The next day I was not feeling very well, as I ate something that did not agree with me. We weren’t sure if it was the dinner from the night before or from 2 nights before. It’s hard to tell as we both ate the same thing and Andrew was fine. Either way by noon I was well enough to go out and we rented 2 bicycles to explore the town. While riding around a girl who had been on the boat with us stopped us and told us to be careful with our backpacks and to not keep them in the baskets at the front of the bicycles as her friends was just mugged. Apparently the thief just went up to her while she was on her bicycle and grabbed her bag right in front of her and ran away.
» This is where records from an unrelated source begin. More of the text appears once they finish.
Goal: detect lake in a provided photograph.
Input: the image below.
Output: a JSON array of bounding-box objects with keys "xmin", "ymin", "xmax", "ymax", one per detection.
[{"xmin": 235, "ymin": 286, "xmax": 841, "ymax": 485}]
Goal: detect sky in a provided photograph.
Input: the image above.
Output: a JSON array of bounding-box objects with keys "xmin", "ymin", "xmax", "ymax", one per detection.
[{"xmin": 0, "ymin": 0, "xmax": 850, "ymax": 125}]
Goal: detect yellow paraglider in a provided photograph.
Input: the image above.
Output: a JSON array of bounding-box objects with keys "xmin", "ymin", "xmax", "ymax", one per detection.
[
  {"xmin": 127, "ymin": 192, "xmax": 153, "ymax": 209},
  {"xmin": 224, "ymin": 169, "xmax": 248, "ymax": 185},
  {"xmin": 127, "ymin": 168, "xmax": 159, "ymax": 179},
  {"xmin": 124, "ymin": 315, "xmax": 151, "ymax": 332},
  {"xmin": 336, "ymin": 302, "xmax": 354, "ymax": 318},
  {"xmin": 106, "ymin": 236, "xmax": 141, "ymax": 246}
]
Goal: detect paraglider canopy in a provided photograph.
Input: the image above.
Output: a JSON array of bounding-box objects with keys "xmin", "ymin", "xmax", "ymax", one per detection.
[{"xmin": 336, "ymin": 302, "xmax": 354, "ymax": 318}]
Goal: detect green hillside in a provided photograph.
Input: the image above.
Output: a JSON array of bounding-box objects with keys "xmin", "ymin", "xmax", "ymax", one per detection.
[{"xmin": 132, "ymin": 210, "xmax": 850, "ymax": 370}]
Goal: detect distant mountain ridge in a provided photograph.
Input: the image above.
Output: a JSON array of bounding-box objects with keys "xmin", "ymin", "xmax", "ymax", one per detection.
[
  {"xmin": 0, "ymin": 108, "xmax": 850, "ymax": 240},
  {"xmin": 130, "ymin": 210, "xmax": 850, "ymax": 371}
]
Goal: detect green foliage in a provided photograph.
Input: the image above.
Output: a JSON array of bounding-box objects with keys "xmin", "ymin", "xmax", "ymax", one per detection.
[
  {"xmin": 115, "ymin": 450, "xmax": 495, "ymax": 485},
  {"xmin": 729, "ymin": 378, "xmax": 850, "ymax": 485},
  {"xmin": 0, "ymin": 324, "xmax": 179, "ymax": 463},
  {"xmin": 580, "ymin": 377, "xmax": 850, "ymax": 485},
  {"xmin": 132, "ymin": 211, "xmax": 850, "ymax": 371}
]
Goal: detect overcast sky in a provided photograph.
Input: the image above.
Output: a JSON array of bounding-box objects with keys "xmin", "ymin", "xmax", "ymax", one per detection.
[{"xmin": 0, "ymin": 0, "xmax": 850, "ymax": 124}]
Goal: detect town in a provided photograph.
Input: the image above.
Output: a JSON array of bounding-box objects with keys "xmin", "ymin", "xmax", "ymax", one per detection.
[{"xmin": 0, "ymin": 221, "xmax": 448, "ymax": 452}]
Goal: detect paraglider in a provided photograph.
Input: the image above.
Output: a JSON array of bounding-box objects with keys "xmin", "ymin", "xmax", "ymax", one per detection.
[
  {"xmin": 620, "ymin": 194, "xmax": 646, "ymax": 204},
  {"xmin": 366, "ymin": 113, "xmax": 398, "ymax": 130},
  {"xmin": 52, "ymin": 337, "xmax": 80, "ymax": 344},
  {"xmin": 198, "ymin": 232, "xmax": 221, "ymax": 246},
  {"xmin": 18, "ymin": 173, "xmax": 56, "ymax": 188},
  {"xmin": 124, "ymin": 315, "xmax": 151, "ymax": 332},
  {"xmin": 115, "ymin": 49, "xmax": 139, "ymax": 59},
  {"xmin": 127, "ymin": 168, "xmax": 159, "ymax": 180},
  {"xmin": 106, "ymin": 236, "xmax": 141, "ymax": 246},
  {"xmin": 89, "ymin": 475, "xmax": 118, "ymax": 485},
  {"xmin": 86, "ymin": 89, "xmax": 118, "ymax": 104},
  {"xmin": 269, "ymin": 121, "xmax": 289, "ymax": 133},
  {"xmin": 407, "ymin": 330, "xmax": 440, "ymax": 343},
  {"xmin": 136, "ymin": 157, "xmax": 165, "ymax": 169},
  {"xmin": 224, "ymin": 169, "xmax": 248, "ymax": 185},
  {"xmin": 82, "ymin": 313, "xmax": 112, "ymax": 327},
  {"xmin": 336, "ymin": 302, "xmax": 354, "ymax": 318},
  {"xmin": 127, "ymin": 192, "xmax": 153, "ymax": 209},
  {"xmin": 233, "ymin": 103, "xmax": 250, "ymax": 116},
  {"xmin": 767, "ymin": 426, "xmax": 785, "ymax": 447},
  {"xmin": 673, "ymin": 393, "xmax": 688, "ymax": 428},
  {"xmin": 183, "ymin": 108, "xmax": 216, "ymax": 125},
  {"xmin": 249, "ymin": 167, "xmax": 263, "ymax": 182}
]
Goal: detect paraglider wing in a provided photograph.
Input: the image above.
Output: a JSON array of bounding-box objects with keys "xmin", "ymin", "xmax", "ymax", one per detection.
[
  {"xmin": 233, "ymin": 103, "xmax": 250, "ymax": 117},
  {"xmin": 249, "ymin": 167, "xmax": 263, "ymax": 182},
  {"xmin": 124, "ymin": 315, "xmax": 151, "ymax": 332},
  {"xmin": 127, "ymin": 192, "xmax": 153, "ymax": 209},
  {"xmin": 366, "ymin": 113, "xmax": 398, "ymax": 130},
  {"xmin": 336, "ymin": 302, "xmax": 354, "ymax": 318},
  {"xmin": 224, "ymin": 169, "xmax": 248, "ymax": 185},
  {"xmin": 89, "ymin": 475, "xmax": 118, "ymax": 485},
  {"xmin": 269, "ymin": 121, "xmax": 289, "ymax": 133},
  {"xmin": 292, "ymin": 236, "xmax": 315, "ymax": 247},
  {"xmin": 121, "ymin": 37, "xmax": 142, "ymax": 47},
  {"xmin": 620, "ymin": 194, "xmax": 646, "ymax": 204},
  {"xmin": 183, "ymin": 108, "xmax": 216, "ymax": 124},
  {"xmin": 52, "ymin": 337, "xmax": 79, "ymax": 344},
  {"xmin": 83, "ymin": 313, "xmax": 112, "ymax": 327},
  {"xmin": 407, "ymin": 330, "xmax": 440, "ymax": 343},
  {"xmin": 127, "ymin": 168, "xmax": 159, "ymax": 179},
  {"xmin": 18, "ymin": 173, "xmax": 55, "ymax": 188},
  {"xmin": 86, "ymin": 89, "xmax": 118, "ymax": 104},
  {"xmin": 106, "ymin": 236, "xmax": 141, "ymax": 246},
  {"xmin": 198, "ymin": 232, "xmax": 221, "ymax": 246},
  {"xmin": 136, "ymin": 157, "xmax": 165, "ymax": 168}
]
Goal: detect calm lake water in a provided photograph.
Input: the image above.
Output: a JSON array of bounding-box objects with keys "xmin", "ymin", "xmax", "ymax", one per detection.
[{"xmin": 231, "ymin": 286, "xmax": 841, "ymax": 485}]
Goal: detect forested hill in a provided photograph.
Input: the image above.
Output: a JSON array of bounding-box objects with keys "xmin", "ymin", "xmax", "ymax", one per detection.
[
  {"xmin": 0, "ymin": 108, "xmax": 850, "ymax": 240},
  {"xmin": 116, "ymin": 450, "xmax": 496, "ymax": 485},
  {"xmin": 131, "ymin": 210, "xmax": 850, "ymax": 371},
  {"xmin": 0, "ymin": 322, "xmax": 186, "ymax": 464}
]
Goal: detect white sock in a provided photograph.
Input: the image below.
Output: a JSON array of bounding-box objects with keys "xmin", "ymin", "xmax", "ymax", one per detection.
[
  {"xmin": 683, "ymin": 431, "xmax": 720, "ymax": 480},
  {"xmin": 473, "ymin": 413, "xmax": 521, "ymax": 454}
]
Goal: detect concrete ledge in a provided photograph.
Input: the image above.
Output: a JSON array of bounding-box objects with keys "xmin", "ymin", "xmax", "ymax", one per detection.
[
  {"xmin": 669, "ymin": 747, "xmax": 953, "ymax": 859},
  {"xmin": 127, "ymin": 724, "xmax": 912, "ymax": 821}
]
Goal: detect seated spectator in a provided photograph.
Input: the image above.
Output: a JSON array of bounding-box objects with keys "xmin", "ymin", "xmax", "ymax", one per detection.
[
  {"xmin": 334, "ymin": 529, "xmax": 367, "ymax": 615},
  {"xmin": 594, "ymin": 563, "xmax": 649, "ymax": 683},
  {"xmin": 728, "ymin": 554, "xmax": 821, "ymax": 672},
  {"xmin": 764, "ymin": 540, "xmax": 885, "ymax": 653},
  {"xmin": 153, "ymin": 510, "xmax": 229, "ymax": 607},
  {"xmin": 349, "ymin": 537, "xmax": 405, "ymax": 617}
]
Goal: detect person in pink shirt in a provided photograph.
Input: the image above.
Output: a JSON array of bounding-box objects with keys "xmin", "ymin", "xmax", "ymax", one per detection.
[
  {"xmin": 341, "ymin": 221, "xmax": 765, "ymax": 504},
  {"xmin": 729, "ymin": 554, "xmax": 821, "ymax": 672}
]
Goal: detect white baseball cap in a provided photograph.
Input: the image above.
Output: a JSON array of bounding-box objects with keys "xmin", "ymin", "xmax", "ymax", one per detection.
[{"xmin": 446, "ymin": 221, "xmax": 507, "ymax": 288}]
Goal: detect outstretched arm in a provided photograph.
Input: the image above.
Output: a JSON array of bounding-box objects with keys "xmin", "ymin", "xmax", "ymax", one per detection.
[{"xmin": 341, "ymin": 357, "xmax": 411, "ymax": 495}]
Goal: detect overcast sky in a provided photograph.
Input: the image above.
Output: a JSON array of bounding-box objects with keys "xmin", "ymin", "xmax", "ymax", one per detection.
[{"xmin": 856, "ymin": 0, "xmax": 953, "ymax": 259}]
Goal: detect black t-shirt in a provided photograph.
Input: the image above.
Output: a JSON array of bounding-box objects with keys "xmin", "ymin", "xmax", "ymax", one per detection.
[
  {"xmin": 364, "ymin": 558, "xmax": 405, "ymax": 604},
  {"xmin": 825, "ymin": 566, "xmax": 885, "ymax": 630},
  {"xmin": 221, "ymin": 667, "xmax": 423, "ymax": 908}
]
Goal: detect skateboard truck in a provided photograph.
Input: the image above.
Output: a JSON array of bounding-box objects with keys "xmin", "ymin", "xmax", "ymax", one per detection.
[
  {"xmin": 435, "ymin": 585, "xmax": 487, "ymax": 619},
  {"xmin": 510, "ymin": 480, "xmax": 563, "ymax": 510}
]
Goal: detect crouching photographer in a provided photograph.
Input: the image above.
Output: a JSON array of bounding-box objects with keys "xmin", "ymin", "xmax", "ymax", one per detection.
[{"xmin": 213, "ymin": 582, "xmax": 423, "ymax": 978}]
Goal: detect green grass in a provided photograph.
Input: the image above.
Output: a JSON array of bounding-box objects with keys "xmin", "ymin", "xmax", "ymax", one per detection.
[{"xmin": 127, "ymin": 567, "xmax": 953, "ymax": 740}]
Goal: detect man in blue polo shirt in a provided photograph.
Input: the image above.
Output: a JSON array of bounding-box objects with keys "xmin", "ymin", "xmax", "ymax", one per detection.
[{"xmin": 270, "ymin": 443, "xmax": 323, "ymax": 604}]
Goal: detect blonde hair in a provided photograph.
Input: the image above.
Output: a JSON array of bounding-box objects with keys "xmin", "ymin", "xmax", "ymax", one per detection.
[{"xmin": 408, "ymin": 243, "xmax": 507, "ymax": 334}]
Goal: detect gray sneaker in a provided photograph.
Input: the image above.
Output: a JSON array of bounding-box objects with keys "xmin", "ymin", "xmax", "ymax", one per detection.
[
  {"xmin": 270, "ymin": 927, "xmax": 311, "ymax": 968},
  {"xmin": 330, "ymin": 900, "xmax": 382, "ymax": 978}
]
We were more careful after that but I’m glad to say we didn’t run into any situations like that. In the evening we met up with Maya and Nora again and we to a bar for drinks. At “Lao Lao Bar” we ordered some drinks but we also decided to try the Lao BBQ with Water Buffalo. This dish was intended for 1 person but none of us were that hungry so we split it. It’s a good thing because it was quite large. The Water Buffalo came raw with 2 big pieces of pork fat and the server showed us how to cook it on top of the bucket with charcoals which was brought to our table. The dish they placed on top looked like a large stainless steel bowl with another inverted stainless steel bowl inside it. With the meat you get raw vegetables such as cabbage, lettuce, tomatoes, mushrooms, bean sprouts, vermicelli noodles and 2 whole uncooked eggs and a bucket of broth. The server showed us that the pork fat is placed on top of the inverted bowl to grease it up for the Water Buffalo. The broth and vegetables are placed in the bottom bowl to cook (kind of like Vietnamese Pho) and the eggs are punctured at the top and the bottom to create two holes, and the eggs are drained into the soup to cook. The cooking process only takes about 5-10 minutes. Maya is a vegetarian so she did not eat the Water Buffalo, but the rest of us did and it was very similar to Beef, however much more chewy. The soup was delicious and tasted very similar to the Vietnamese Pho but with a lot more ingredients and flavor. We were all very happy with it. While at the bar we met a couple who had been on our boat and was also staying at our guest house. We arranged to meet the following morning at 10am to visit the cave we saw from the boat and to see a waterfall in the area.
We hired a large Tuk-Tuk for the 7 of us, as Marcus, also on the boat with us, joined us. I should mention it was pretty hard getting a Tuk-Tuk for 7 people. Apparently they are only allowed to take up to 6 people when leaving the city, or otherwise they have to pay a fine, this being a communist country and all. But we somehow managed to convince one driver. The cave was 1 hour away by Tuk Tuk. We needed to cross the river again but this time by a small ferry. The cave was large and very tourist oriented. We didn’t spend more than an hour there and made our way over to the waterfall. On the way we stopped at “Whiskey Village” where they let us sample some of their rice “whiskeys”. I didn’t try any but I think the last one Andrew tried was around 50% proof. Then we continued on to the waterfall.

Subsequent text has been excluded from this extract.